Bridge in Jayapura, Indonesia

Youtefa Bridge (previously Holtekamp Bridge) is a steel arch type bridge over Youtefa Bay, Jayapura, Papua, Indonesia that connects Holtekamp in Muara Tami District with Hamadi in Jayapura Selatan District. The bridge cut the distance and travel time from Jayapura city center to Muara Tami District as well as Skouw State Border Post at Indonesia–Papua New Guinea border.

==History==
The bridge construction was carried out by consortium of state-owned construction companies PT Pembangunan Perumahan Tbk, PT Hutama Karya (Persero), and PT Nindya Karya (Persero), with a total construction cost of IDR 1.87 trillion and support from the Ministry of Public Works and Housing worth IDR 1.3 trillion. The main span assembly of the Youtefa Bridge was not carried out at the bridge site, but at PAL Indonesia shipyard in Surabaya, East Java. Its production in Surabaya aims to improve safety aspects, enhance welding quality, and speed up the implementation time to 3 months. This is the first time where the arch bridge is made elsewhere and then brought to the location.

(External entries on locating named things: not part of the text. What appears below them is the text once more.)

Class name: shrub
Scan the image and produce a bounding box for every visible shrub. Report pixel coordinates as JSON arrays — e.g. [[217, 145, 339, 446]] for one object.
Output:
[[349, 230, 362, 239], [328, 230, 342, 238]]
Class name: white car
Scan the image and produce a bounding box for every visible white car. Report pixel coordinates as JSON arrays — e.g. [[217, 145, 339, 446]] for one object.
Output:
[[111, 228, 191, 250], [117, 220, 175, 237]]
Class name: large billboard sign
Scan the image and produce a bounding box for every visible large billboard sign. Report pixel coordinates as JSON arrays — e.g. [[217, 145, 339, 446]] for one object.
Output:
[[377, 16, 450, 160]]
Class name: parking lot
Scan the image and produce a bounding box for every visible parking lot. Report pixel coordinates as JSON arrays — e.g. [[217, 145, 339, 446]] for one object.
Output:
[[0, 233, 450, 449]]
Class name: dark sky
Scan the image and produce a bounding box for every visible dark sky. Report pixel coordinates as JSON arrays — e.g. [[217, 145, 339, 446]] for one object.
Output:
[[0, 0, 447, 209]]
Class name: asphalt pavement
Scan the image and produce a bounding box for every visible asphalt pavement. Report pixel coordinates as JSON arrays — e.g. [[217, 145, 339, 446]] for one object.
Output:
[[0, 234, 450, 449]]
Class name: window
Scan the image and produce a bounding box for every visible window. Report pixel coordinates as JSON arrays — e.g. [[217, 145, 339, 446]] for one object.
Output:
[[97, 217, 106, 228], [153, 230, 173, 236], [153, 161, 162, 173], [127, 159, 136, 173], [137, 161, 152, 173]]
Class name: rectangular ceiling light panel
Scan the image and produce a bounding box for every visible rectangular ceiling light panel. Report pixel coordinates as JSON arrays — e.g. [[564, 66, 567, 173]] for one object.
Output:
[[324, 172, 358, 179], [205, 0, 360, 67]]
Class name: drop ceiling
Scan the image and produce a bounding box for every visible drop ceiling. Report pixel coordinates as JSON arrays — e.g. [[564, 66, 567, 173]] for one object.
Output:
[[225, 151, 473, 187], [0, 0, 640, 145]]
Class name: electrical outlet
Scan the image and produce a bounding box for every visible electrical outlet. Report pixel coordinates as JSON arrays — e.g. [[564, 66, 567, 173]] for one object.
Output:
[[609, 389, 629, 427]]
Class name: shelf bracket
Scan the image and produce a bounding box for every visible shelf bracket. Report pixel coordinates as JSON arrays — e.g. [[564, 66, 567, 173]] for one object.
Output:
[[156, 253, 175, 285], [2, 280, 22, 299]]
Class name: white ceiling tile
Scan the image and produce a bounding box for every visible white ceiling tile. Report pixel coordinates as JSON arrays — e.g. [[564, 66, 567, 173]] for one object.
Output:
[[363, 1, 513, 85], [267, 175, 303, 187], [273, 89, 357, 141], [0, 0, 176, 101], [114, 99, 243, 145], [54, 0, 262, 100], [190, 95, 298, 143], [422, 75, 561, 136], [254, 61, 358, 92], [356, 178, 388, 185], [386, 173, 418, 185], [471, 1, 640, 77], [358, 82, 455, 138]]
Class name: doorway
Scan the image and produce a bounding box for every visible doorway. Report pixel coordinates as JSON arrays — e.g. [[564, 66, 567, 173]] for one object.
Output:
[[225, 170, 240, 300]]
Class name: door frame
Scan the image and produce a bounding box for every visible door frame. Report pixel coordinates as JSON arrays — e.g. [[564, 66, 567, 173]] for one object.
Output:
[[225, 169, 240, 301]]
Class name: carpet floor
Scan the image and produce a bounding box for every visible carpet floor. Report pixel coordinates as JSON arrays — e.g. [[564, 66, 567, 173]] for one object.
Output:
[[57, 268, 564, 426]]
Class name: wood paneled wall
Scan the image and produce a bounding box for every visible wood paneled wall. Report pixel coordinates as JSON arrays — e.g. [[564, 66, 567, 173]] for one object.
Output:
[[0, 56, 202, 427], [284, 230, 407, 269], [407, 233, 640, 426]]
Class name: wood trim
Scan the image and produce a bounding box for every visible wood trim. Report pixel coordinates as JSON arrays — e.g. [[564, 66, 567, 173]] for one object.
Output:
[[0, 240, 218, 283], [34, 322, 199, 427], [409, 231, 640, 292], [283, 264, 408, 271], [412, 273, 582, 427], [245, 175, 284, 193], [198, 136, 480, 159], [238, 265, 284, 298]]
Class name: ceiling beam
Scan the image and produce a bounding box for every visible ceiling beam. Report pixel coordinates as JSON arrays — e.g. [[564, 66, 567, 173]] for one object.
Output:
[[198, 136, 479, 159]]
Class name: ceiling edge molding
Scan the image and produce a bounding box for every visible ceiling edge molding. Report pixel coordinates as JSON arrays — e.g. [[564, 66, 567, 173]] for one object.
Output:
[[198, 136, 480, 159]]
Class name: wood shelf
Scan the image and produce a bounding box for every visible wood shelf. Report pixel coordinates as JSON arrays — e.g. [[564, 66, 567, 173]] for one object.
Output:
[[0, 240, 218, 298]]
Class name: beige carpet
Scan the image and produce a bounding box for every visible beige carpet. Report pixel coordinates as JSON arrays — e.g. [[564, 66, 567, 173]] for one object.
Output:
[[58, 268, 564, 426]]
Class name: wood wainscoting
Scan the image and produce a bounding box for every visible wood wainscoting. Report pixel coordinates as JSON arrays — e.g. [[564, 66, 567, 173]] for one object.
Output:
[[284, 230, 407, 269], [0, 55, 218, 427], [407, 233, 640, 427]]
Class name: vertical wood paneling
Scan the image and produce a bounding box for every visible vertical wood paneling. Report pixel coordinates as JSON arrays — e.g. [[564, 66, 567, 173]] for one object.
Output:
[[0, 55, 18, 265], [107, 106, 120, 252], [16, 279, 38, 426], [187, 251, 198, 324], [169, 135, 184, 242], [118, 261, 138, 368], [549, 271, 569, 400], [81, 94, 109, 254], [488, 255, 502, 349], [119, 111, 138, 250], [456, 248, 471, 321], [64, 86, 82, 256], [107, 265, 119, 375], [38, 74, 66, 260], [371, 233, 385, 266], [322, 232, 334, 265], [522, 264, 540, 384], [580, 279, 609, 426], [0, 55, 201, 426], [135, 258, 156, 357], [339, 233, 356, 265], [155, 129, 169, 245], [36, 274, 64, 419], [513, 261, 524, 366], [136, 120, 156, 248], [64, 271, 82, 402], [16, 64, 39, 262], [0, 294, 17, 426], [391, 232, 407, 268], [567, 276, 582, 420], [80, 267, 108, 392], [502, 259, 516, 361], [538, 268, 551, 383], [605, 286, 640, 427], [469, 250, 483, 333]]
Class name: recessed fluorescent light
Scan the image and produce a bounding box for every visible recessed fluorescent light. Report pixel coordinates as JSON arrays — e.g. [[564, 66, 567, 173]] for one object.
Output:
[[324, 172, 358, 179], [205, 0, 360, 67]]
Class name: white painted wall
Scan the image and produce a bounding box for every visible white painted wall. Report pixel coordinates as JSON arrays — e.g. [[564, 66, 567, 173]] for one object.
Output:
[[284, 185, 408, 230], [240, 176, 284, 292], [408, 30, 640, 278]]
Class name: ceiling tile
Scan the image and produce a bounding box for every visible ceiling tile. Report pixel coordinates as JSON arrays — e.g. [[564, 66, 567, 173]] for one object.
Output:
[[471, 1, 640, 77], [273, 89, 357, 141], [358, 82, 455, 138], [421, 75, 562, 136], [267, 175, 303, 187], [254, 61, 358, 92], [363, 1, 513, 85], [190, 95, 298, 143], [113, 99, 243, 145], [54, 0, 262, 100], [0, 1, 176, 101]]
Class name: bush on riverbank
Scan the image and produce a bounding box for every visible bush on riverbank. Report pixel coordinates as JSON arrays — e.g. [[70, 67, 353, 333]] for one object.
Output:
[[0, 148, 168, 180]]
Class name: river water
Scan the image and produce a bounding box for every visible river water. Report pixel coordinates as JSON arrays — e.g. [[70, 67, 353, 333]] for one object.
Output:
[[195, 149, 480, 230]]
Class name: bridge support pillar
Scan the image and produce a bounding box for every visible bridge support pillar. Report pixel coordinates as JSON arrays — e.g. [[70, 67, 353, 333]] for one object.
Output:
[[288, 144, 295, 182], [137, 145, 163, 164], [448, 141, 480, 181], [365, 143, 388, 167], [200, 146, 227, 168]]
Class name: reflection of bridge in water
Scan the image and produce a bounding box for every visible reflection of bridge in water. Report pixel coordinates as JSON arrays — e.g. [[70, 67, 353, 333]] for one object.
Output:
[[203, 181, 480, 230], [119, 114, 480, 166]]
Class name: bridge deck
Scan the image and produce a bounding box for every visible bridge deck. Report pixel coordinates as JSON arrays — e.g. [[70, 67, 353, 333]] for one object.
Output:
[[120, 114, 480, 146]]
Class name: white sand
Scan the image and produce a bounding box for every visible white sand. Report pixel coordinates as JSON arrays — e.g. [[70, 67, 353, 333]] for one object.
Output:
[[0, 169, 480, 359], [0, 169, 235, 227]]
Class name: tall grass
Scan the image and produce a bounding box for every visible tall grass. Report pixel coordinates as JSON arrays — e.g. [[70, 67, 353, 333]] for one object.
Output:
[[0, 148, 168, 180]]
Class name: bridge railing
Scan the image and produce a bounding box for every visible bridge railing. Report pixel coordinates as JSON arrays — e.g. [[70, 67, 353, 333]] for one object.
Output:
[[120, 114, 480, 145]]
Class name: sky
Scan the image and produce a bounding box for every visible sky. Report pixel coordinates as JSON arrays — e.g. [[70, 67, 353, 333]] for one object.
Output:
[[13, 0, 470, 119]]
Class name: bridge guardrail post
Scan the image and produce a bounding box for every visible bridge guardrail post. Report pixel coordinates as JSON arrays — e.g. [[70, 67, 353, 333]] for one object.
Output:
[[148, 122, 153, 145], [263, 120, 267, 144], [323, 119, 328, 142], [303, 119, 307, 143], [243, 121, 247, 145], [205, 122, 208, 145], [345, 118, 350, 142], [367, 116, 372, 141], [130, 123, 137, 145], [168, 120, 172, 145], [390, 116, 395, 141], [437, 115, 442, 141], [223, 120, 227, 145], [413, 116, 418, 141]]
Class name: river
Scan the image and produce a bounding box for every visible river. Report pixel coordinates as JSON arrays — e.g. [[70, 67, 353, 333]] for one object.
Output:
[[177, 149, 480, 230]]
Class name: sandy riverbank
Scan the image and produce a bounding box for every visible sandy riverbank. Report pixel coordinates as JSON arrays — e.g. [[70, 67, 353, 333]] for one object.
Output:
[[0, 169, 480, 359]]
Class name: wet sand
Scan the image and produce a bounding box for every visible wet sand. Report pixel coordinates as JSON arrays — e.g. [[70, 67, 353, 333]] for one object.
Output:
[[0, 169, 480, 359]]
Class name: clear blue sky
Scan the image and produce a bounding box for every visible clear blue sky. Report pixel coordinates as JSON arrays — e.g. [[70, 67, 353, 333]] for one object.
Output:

From Surabaya the bridge span, weighing 2000 tons and 112.5 m long, was sent by ship with a 3,200 kilometers journey in 19 days. Installation of the first span was carried out on February 21, 2018, while the second span was installed on March 15, 2018 with an installation time of about 6 hours. The bridge was inaugurated on 28 October 2019 by President Joko Widodo.

==Records==
The Indonesian World Records Museum gave two records for the Youtefa Bridge construction project, namely the record for the delivery of a complete steel frame bridge with the furthest distance, and the record for the installation of the longest intact steel frame bridge.